DÉLÉGATION POUR L'UNION EUROPÉENNE

COMPTE RENDU N° 130

Réunion du mercredi 15 juin 2005 à 16 heures 15

Présidence de M. Pierre Lequiller, Président

I. Examen du rapport d'information de MM. Michel Delebarre et Didier Quentin sur la réforme de la politique régionale

M. Didier Quentin, rapporteur a d'emblée souligné qu'il n'y avait pas de domaine où l'élargissement ait mis l'Union européenne aux prises avec un défi plus grand que les fonds structurels.
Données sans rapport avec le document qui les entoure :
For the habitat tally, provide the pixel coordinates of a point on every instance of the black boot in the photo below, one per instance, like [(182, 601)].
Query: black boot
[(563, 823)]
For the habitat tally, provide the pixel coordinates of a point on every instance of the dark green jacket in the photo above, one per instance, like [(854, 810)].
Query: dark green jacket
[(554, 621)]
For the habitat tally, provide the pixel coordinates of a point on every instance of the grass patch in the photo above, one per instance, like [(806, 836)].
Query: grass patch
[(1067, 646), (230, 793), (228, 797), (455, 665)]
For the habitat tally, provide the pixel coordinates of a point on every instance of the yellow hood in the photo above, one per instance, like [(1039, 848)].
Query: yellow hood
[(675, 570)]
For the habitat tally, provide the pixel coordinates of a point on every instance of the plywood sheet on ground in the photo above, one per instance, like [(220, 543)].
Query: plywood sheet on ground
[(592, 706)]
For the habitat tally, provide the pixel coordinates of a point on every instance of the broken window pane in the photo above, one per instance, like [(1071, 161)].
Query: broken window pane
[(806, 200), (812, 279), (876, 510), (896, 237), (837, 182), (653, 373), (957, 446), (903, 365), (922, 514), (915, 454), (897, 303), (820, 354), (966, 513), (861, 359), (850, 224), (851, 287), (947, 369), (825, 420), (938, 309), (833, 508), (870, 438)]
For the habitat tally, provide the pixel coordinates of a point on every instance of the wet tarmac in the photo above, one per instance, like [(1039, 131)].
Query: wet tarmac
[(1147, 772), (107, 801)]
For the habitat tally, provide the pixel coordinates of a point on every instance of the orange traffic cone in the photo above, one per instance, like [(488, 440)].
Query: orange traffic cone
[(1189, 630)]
Les dix nouveaux Etats membres entrés dans l'Union européenne en 2004 ont en effet un niveau de vie nettement inférieur (environ la moitié) à celui des anciens Etats membres. La Commission a pris la mesure de l'effort de solidarité à accomplir en proposant d'investir quelque 162 milliards d'euros sur sept ans dans les nouveaux Etats membres. Il a rendu hommage à l'ancien commissaire Michel Barnier, qui a su élaborer des propositions qui ne renient pas non plus l'obligation d'une cohésion économique, sociale et territoriale bénéficiant à l'ensemble des régions de l'Union européenne et, à travers elles, à l'ensemble des citoyens. Car la politique régionale de l'Union européenne doit avoir pour double fonction de réduire les disparités entre les territoires et de rapprocher les citoyens de l'Europe, en leur montrant qu'elle sait encourager des projets pratiques et concrets. Au demeurant, il vaudrait la peine de mener une étude de sociologie électorale sur l'incidence qu'elle peut avoir. Les résultats seraient sans doute sévères pour la politique de communication de l'Union européenne.

En tout état de cause, selon les propositions de la Commission, environ
175 milliards d'euros devraient aller aux régions des anciens Etats membres, pour les aider à poursuivre l'action déjà entreprise entre 2000 et 2006.

Le rapporteur a exposé que les fonds structurels se diviseraient entre trois grands chapitres d'importance inégale, représentant respectivement 82, 15 et 3 % des crédits, selon la dernière répartition discutée sous présidence luxembourgeoise.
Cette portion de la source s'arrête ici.